Every term is sorted into exactly one of four buckets:

Class Meaning Definition
SN strongly normalizing every reduction path terminates
SEP separator weakly normalizing but not strongly: $\mathrm{WN} \wedge \neg\mathrm{SN}$ — the "WN∖SN gap" the BGK conjecture is about
NWN no normal form not weakly normalizing (no normal form is reachable at all)
UND undecided the engine could not decide within its bounded caps (node_cap=3000, size_cap=200)

A term is decided if it is SN, SEP, or NWN; decided = SN + SEP + NWN. The UND class is an honest accounting of the engine's limits, not a fifth mathematical category — as size grows, non-SN mass increasingly hides in this tail (the "decidability horizon"; see Results and Findings). How SN/WN/NWN are actually decided (bounded α-quotiented reduction graph: SN ⟺ finite acyclic, ¬SN ⟺ a β-cycle, WN ⟺ a true normal form is reachable) is documented in Engine and API.

Exact vs Monte-Carlo

Two methods produce the rows, recorded in the method field:

  • exact — full exhaustive enumeration of every closed term of size $n$, for $n \le 16$. These counts are ground truth; their total equals the A275057 value for that size.
  • montecarlo — for $n \in {17, 18, 20, 22, 25, 28, 32, 38, 45, 55}$, a uniform random sample of K = 50 000 terms drawn by exact rank-unranking over the size-$n$ population (so each closed term is equally likely). The total field is then 50 000, not the astronomically large true population.

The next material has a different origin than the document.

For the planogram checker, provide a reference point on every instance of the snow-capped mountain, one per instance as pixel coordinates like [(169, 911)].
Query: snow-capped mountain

The Monte-Carlo run became intractable around $n = 70$ (the bounded analysis is too slow there) — that horizon is itself a finding, not an omission.

Wilson confidence intervals

For Monte-Carlo rows only, the JSON carries Wilson score 95% confidence intervals (z = 1.96) for the two density proportions of interest. The Wilson interval is used (rather than the naive normal approximation) because the proportions are extreme — very close to 1 for SN, very close to 0 for SEP — where Wilson stays well-behaved. The implementation:

def wilson(k, n, z=1.96):
    if n == 0: return [0, 0]
    p = k / n; d = 1 + z*z/n
    c = (p + z*z/(2*n)) / d
    h = z*((p*(1-p)/n + z*z/(4*n*n))**0.5) / d
    return [round(max(0, c-h), 6), round(min(1, c+h), 6)]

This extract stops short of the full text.